The speaker is described as “Chappell Hartridge, of the Bronx”—clearly a character from a story in The Onion. That “victory” of yours is looking a lot less convincing now you’ve shot your mouth off, Chappell.
Metaphor Stew
Judith‘s sharp editrix eye was caught by a couple of mixed metaphors in the media this week. Rob Lowe, a star of NBC TV’s West Wing said of one of his fellow actors in the show, Allison Janney:
“She just tees the ball up and hits it out of the park every single time.”
. More surprising was this one from William Safire (accurately described by Mrs Wrubel Levy as “language maven and right-wing mouthpiece”) writing in the New York Times:
“editorialists began to hold their noses at echoes of the Smoot-Hawley trade barriers”

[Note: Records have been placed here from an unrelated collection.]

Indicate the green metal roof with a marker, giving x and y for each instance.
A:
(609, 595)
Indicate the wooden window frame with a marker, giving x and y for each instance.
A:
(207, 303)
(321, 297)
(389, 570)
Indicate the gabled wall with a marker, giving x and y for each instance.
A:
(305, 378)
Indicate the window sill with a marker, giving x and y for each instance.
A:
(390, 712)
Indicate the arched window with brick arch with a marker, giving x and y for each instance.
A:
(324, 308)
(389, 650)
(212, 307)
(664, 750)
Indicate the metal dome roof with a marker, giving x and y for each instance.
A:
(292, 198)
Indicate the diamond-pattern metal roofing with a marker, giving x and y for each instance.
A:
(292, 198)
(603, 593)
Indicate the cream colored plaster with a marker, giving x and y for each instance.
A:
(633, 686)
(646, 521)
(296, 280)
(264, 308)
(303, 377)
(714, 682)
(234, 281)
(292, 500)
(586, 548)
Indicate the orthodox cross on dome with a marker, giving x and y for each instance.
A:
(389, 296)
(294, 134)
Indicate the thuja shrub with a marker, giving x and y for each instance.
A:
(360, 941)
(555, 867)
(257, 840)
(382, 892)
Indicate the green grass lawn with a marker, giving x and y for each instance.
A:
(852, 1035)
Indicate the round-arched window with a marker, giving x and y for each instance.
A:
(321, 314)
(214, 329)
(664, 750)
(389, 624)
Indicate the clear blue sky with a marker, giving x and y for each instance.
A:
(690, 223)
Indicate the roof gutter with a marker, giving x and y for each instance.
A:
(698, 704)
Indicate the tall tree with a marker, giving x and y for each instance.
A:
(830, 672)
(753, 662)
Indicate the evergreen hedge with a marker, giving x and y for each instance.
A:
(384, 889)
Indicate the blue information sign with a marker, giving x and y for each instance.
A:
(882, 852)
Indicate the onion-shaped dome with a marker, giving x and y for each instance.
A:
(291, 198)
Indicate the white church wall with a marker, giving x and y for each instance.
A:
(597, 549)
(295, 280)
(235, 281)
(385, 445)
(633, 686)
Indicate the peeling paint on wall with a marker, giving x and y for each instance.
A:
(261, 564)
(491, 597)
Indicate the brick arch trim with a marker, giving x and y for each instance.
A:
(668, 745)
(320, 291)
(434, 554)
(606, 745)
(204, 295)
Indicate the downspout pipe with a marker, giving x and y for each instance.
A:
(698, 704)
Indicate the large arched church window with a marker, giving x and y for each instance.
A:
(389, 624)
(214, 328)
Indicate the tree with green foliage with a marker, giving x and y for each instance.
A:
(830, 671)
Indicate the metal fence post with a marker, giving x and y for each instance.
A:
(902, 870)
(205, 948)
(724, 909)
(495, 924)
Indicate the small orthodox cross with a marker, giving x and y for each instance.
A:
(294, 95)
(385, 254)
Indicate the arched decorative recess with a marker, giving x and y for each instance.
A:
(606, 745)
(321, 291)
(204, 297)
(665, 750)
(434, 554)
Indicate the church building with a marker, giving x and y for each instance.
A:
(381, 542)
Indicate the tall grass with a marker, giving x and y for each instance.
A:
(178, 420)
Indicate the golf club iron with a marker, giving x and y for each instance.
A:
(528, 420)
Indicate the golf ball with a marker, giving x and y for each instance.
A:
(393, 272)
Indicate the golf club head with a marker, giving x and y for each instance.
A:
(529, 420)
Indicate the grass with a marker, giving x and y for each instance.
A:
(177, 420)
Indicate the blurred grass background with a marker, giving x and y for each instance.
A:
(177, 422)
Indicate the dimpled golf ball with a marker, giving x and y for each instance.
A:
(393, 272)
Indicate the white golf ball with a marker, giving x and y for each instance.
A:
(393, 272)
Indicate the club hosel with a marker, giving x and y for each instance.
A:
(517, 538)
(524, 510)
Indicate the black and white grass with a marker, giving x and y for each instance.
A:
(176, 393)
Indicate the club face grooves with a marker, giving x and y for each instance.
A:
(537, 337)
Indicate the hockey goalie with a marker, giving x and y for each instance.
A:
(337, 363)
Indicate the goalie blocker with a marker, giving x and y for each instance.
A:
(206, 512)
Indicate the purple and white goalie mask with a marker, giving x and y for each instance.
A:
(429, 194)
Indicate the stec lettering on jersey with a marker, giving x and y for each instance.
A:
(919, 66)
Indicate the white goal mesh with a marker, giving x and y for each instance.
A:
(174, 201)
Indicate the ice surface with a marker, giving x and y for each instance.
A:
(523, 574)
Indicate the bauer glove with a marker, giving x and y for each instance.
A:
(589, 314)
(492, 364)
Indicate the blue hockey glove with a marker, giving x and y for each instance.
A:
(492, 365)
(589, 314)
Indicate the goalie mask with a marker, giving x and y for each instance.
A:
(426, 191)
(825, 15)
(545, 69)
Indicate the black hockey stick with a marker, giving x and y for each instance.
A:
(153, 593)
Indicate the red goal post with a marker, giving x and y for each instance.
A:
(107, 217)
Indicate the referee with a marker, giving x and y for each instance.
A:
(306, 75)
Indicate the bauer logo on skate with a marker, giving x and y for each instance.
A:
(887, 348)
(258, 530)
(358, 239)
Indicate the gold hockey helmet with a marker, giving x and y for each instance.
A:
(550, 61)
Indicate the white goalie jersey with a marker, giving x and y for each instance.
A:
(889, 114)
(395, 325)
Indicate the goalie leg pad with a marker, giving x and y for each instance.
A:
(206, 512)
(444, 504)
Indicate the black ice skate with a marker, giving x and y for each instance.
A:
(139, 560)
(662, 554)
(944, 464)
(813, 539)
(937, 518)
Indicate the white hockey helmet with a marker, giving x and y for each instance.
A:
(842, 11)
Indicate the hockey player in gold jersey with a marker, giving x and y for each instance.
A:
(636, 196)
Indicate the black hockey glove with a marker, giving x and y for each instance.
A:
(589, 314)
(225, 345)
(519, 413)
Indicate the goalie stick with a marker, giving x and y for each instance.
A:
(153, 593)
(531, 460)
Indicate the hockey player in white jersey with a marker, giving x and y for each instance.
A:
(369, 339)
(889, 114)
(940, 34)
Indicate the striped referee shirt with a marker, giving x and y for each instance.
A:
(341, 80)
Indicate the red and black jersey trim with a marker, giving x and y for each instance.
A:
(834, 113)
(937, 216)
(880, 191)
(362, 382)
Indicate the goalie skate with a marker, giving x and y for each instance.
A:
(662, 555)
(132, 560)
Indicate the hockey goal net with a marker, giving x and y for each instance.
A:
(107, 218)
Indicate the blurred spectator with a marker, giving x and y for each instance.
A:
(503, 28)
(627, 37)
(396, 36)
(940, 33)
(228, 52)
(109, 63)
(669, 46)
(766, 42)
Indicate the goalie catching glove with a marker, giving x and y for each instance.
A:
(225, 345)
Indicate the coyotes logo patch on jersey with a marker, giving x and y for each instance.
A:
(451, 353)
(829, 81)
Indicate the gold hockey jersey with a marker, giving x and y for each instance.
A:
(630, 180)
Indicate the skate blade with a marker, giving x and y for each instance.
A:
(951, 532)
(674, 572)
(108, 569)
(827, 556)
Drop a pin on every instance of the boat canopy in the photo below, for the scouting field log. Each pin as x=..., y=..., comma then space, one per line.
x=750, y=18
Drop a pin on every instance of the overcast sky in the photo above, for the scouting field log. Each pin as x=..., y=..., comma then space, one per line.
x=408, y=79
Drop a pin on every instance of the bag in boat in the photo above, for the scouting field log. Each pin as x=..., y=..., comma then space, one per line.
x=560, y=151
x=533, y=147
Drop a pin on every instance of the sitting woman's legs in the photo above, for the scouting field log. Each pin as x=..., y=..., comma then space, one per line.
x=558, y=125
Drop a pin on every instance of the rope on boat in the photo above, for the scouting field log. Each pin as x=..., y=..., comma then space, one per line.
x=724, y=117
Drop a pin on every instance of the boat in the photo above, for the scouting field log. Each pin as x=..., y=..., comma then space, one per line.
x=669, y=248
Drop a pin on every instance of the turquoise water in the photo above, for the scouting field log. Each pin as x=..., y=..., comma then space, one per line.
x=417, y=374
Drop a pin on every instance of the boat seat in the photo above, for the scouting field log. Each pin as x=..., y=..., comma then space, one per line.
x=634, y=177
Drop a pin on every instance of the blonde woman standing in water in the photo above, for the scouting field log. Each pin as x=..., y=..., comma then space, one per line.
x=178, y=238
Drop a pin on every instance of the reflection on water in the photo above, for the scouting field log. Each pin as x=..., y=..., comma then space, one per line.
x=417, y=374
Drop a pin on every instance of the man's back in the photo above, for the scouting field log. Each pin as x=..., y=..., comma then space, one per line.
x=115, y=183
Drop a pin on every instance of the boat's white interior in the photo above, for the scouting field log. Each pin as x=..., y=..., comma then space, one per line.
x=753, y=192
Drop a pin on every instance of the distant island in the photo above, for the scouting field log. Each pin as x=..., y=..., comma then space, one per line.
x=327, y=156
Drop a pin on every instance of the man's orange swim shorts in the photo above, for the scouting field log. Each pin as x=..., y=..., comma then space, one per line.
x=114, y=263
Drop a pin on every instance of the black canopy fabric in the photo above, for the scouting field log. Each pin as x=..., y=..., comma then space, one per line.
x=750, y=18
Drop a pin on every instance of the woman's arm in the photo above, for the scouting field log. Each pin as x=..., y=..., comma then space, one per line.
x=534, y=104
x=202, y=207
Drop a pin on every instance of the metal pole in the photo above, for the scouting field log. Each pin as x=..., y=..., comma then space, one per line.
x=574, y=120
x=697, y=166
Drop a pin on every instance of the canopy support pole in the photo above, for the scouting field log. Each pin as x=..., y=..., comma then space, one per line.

. I noticed something that might be called a “mixed metaphor” this morning. It’s certainly unfortunate when someone describes a drug regime (in a headline) as being “a mixed bag for colon cancer“.
Wallflowers
After something of a break for this recurring feature, it’s time for another “crazy Israeli” item.
Jesus Heist
Mel Gibson is fast becoming a regular at PooterGeek. Forbes magazine estimates that he could walk away with around 40% of $650m collected at the box office for his Passion.
That doesn’t include the merchandising income from such tie-in delights as replicas of the nails used in the crucifixion. Apparently we shouldn’t consider this tasteless because the film’s production company has “teamed up with Christian retailing veterans”. No, I’m not making it up. Read the article.
Call the Analogy Police!
Pamela Wade of the New Zealand Herald compares Peter Jackson’s winning 11 Oscars to her buying the perfect teapot. Perhaps there are special kinds of irony in New Zealand, rhetorical variants that could only have emerged and developed in such extreme isolation from major landmasses of culture—linguistic marsupials, if you will. Or perhaps she’s crap.
Body and Blood
Through some strange synchronicity, both Adam and Claire sent me links to reviews of Mel Gibson’s Passion. Both reviews mention the movie’s anti-Semitism of course, but they also warn of the mind-boggling level of gore.
Here’s the one from Claire. I can’t find a URL for the source of the text Adam sent, but it was written by Edward Kessler of The Centre for Jewish-Christian Relations in Cambridge and should therefore appear at the reviews section of their Website eventually.
Good luck with the talk in New York, Adam!
Porn To Innovate
The argument that technology is driven by pornography is not a new one, but this old post from geek ‘Blog Slashdot makes it well.
Thank You
Thanks to the readers who emailed words of comfort (and gentle mockery). I am a bit better now. Because I spent hours and hours wrapped up in bed I was able to get in early to work and stay until late today.
Just goes to show: if you really want to be a macho workaholic, you don’t slave on through an illness; you rest until you’re better, and then you overwork.
Clang
Oh no. Now there’s a Labour MP at it.
Boys and Education
This is interesting. I feel sorry for boys who have to deal with the current system of school exams in Britain. I certainly would have performed poorly under it. Counting coursework in exam scores is a cheats’ charter. Plodding and “sharing answers” are rewarded. Originality and competitiveness are penalized.
Traditional Bloggy Self-Pity
I have a cold coming on so this link is a prediction as well as a survey result.
By the way: send me some real email, tight-lipped ones. I haven’t had a proper message since Friday. Don’t you people love me any more? I can’t find all this time-wasting content on my own, you know.
You Don’t Say
The San Jose Mercury News reports from Ohio the shocking truth:
“Poll: Democrats want someone who can beat Bush”
Ego-surfing: The Next Level
Googlefight! Regular PooterGeek readers might want to try “Claire.Berlinski” vs “Damian.Counsell”—just as an experiment of course.